Smoking kills. It's hardly news to us. But if you've been struggling to stop and just can't find the motivation to do so, now there's another reason to stop smoking. A new study published in CANCER, a peer-reviewed journal of the American Cancer Society, has found that smoking not only causes lung cancer—if you smoke, you also have a greater chance of developing a more aggressive and deadly form of bladder cancer than non-smokers.
Researchers have long known that smoking is one of the most common
causes of bladder cancer
, but they've wondered whether it also affects how the disease progresses.
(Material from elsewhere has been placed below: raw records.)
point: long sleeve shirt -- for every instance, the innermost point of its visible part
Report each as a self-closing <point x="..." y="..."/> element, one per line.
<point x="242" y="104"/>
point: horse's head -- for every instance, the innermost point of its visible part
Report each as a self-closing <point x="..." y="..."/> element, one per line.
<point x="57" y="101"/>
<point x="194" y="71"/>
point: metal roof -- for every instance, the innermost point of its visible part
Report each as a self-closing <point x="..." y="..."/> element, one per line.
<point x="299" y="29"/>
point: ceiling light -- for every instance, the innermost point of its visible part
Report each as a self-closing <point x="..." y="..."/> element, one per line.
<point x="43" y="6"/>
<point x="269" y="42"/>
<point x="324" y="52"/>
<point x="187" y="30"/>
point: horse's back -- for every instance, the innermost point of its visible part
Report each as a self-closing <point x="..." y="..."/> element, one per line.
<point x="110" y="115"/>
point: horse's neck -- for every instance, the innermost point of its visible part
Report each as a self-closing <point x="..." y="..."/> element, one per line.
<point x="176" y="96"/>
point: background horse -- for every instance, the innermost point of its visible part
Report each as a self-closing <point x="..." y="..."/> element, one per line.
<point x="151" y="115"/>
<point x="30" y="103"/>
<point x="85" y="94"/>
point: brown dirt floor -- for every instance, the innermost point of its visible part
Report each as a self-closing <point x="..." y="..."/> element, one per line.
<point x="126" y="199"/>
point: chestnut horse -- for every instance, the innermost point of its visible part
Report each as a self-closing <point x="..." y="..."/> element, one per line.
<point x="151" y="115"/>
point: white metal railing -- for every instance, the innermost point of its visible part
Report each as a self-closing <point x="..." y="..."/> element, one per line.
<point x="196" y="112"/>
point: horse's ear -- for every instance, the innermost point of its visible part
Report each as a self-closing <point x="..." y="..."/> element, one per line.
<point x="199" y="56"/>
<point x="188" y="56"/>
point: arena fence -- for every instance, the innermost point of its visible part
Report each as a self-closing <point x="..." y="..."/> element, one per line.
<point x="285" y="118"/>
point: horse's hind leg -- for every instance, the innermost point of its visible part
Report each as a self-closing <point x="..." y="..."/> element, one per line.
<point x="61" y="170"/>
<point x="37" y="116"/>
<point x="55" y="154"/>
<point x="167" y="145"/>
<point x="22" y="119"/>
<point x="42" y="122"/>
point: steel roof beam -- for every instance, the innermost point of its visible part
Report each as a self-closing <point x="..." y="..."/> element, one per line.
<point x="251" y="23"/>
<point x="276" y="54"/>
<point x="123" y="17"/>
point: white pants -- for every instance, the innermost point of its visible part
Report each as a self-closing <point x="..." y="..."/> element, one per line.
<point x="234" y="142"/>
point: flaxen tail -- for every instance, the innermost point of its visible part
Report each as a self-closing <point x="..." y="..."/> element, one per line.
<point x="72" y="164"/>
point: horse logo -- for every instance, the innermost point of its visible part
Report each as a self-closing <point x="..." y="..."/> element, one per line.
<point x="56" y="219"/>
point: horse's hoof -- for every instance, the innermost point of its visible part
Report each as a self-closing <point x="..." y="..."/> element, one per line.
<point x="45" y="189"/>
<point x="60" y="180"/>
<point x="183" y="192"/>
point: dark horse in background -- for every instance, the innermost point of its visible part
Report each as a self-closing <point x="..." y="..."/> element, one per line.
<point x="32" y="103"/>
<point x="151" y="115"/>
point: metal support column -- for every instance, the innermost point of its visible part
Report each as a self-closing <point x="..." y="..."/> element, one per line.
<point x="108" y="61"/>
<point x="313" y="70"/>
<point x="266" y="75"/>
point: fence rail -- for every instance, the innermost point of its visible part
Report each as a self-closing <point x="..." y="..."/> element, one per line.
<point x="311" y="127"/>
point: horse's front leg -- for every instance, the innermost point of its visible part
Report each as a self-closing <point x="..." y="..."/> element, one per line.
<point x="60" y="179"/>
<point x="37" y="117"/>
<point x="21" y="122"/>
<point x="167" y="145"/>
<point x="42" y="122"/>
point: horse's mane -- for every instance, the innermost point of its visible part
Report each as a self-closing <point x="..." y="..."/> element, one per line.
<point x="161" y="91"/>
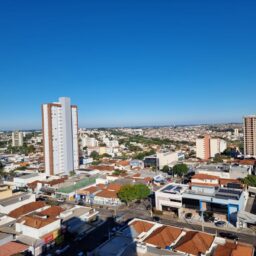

A team led by Richard J. Cote, MD, of the University of Miami Miller School of Medicine, and Anirban Mitra, MD of the Keck School of Medicine of the University of Southern California, analysed bladder tumours and smoking history and found the answer ...
More aggressive bladder cancer if you smoke
The findings prove that the bladder cancers that developed in those who smoked intensely were more likely to be deadly than the bladder cancers that developed in those who never smoked, or who smoked less.
The study also revealed that changes in particular proteins are often present in bladder cancers that have become deadly. “We’ve identified a panel of nine molecular markers that can robustly and reproducibly predict bladder cancer prognosis independent of standard clinical criteria and smoking history,” said Mitra.
Bladder cancer isn’t just a ‘male thing’. The US National Institutes of Health website adds
that the proportion of bladder cancer due to smoking in women is now the same as for men—about 50%. So the more you smoke, the more intense the side effects will be. Kick the habit to avoid bladder cancer.